"Immer eine Handbreit Wasser unterm Kiel" - ein Segeltörn auf der Ostsee

„Flieger“, „Klüver“, „Fock“, „Webleinstek auf Slip!“, „Klar Deck“, … - nein, das sind keine Wörter für ein geheimes Rätsel, das sind Fachbegriffe, die beim Segeln auf einem Traditionssegelschiff benutzt werden.Zusammenarbeit, Bereitschaft Verantwortung zu übernehmen sowie Präzision sind die Dinge, die man beherrschen muss, wenn man dort segeln will. Dazu kommen noch eine riesige Menge an Spaß, Vergnügen und auch Abenteuerkitzel – Das alles haben sieben Schüler/-innen der Theodor-Litt-Schule und sechs Schüler/-innen der Schule am Sportpark vom 13.06.-18.06.2022 erleben und ausleben dürfen.

Durch die Organisation von Frau Lengfeld (SaS) und Herrn Kühlmann (TLS) konnten wir eine unvergessliche Woche auf dem Rennkutter Nobile verbringen.Der Rennkutter ist 38,50m lang und ca. 6,60m breit. Mit nur einem Mast von 36,0 m Höhe und fünf Segeln hat er eine gigantische Segelfläche von ungefähr 510m², die man an verschiedensten Tauen hochziehen muss. Ein gemeinschaftliches „Hoooooool weg!“ und vorher ein ergiebiges Frühstück ist dabei auf jeden Fall hilfreich.

   

An Bord des vom Förderverein alter Traditionssegler e.V. betriebenen Schiffs arbeitet eine sechsköpfige, ehrenamtliche Crew, die den „Trainees“ alles notwendige rund ums „Fieren“, „Festmachen“ und „Belegen“ zeigt. Wir hatten eine sehr nette, gut ausgebildete Crew, die uns immer gerne half und abends auch mit uns etliche Runden „Halli-Galli“ spielte.

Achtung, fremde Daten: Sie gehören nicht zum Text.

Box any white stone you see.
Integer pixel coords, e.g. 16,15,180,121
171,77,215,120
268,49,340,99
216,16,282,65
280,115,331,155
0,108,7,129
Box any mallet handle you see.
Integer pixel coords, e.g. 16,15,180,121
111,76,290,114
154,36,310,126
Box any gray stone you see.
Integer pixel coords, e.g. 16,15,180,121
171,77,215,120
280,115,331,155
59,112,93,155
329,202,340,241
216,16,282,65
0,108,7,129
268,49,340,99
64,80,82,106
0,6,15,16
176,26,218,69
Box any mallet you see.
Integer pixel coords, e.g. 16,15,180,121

Aufgeteilt in drei Gruppen, unseren „Wachen“, erledigten wir jeden Tag unterschiedliche Aufgaben an Bord, sei es eine Mahlzeit für 22 Personen zu zubereiteten, das Schiff zu reinigen oder auch nachts für je zwei Stunden Ankerwache zu gehen. Die zweite Nachtwachenschicht, die sog. Hundewache, war die anspruchsvollste. Wer steht schon gerne zwischen 2 und 4 Uhr morgens auf, bestimmt und errechnet mit Hilfe einer Peilscheibe die Position des Schiffes, checkt den Anker und ob das Ankerlicht noch immer gut sichtbar und auch sonst alles an Bord bei den 20 Leuten in Ordnung ist? Aber ein wärmender Tee und ein strahlender Sternenhimmel vor der deutschen Ostseeküste machten auch das zu einem faszinierenden Erlebnis.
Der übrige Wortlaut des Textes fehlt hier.